Claude AI to process secret government data through new Palantir deal

An ethical minefield

Since its founders started Anthropic in 2021, the company has marketed itself as one that takes an ethics- and safety-focused approach to AI development. The company differentiates itself from competitors like OpenAI by adopting what it calls responsible development practices and self-imposed ethical constraints on its models, such as its “Constitutional AI” system.

As Futurism points out, this new defense partnership appears to conflict with Anthropic’s public “good guy” persona, and pro-AI pundits on social media are noticing. Frequent AI commentator Nabeel S. Qureshi wrote on X, “Imagine telling the safety-concerned, effective altruist founders of Anthropic in 2021 that a mere three years after founding the company, they’d be signing partnerships to deploy their ~AGI model straight to the military frontlines.

Anthropic's

Anthropic’s “Constitutional AI” logo.

Credit: Anthropic / Benj Edwards

Anthropic’s “Constitutional AI” logo. Credit: Anthropic / Benj Edwards

Aside from the implications of working with defense and intelligence agencies, the deal connects Anthropic with Palantir, a controversial company which recently won a $480 million contract to develop an AI-powered target identification system called Maven Smart System for the US Army. Project Maven has sparked criticism within the tech sector over military applications of AI technology.

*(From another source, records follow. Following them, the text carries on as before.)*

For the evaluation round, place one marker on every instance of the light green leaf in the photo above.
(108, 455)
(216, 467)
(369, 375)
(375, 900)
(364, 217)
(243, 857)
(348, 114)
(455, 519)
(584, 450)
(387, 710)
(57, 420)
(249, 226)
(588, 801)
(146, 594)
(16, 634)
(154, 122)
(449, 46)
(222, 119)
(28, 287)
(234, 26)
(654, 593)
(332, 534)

It’s worth noting that Anthropic’s terms of service do outline specific rules and limitations for government use. These terms permit activities like foreign intelligence analysis and identifying covert influence campaigns, while prohibiting uses such as disinformation, weapons development, censorship, and domestic surveillance. Government agencies that maintain regular communication with Anthropic about their use of Claude may receive broader permissions to use the AI models.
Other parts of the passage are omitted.